Syd moved up to London and a few months later I joined him. We shared a cold-water flat just off the Tottenham Court Road. The room was about twelve by eight with a mattress running down either wall. At the end of the day Syd and I would lie back and discuss our experiences in the big city. We had devised a points system for evaluating celebrities spotted in the street. I recall my Petula Clark sighting being awarded five out of ten while Syd’s Hank B. Marvin got a seven. On another occasion we went to the Zoo and were much taken with the spectacle of an orang-utang using a hairy fore-finger to prise chunks of shit from its arse then convey them to its mouth. Syd dashed off a sketch of the incident and pinned it to the wall.
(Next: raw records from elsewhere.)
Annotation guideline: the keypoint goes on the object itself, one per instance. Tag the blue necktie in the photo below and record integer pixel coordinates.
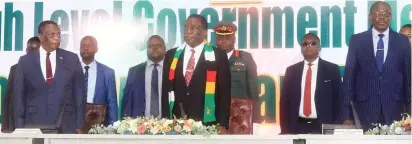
(380, 52)
(154, 95)
(86, 81)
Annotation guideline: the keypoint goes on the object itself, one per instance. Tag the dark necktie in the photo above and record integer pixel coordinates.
(154, 95)
(307, 104)
(49, 73)
(86, 81)
(380, 52)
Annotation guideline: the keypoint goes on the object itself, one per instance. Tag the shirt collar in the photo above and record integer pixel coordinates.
(375, 33)
(149, 63)
(314, 63)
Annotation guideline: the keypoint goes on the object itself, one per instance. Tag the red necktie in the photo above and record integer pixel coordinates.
(190, 68)
(49, 75)
(307, 95)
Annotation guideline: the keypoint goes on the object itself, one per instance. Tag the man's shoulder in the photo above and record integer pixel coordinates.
(104, 67)
(327, 63)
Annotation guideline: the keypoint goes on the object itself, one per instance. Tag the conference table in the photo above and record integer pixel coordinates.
(196, 139)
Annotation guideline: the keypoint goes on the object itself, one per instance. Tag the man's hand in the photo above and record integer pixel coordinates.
(348, 122)
(79, 131)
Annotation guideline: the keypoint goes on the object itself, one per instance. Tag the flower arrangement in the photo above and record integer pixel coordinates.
(153, 126)
(402, 127)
It had great economy of line and considerable compositional elegance.
All this lightness left him. As the hallucinogens and the downers ploughed through he became morose with his friends and a professional nightmare for the band. He wasn’t helped by the romantic culture of madness that surrounded him- a wilful misreading of the revolutionary but fashionable work of R.D. Laing persuaded many of those around him, myself included, that it was, like, uncool to interfere with Syd’s trip because he was, like, on a journey.
By 1967 Syd Barrett had taken so much acid that his beauty and his cheerfulness were extinguished. He stood on stage arhythmically strumming an untuned guitar, his hair bedraggled, black eye-liner running down his pallid cheeks, confronting his fans with a sullen thousand yard stare. Not only Syd but the rest of the band were at their wits’ end. They let him go and, after languishing mute and unapproachable in Earls Court for a while, he walked back home to Cambridge. With the help of his sister, Rosemary, he shunned the world in a small house for several decades.
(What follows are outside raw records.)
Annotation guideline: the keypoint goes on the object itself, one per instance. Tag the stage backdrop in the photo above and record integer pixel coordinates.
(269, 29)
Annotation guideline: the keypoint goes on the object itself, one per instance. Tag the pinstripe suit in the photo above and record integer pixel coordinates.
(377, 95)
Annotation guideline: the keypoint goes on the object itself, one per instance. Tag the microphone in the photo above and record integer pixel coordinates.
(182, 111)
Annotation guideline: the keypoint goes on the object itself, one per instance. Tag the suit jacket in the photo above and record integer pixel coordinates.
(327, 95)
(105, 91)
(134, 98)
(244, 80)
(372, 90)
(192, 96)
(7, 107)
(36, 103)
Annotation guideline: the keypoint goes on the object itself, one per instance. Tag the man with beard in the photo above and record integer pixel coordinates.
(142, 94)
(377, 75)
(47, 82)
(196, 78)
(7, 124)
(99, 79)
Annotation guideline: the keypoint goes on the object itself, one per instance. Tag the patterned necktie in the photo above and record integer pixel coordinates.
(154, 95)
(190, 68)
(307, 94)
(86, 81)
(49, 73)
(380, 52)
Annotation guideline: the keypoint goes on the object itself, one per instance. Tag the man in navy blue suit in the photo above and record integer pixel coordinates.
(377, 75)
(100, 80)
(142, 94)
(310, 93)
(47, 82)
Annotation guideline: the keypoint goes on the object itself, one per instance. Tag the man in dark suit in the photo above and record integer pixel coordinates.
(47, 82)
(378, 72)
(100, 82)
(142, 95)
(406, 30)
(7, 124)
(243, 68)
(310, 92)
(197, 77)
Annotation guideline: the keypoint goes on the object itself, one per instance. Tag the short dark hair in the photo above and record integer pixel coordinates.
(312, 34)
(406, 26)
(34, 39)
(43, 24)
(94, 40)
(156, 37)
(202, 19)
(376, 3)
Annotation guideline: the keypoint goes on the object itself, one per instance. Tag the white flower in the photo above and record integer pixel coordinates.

Before Syd left London I’d see him in the street now and again. He looked straight through me. There seemed to be no whites in his eyes. I never saw him again.
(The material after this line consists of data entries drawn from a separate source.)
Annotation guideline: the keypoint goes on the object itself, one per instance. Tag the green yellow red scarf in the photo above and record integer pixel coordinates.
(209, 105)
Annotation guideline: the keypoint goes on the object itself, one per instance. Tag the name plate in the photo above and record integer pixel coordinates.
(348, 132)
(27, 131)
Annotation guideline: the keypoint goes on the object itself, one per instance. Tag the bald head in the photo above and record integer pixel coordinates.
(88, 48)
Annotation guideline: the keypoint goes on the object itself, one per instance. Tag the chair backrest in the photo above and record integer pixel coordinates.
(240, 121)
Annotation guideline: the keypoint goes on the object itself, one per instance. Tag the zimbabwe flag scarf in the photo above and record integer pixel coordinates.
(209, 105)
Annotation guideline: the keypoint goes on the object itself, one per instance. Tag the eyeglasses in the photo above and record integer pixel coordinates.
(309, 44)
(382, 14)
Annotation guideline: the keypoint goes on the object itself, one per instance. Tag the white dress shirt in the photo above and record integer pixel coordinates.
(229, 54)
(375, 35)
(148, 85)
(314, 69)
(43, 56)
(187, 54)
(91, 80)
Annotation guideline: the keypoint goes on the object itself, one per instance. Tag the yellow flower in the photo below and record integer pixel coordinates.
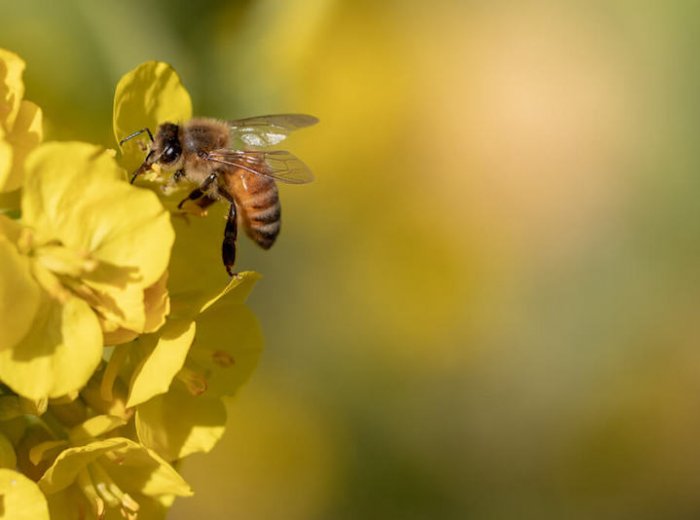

It’s tempting to read the episode in the garden as an early sign of an inwardness that would later consume him. This entails our subscription to the ‘beast in the basement’ analysis, wherein Syd’s sunniness was merely a tissue draped across a psychic disaster waiting to happen. Another view is that the acid ripped up his brain forever. His serotonin reuptake was fucked bigtime. There seem to be no reliable diagnostic tools available here. We describe him as an ‘acid casualty’ and leave it at that.
But then there’s the photo. The iconic unshaven tortured portrait. It’s in all the papers. Clearly Syd serves a purpose. He gives us, for forty years, something very satisfying. The image of escape without death. He is alive but deathly still. Syd is undead. This is terribly appealing. It’s appealing in smacked and doe-eyed Pete Doherty: it is possible to die without having to go. Best of both worlds.
Syd was lovely. There are lovely photos of him. Grinning, gorgeous, giggling. That’s how I will remember him.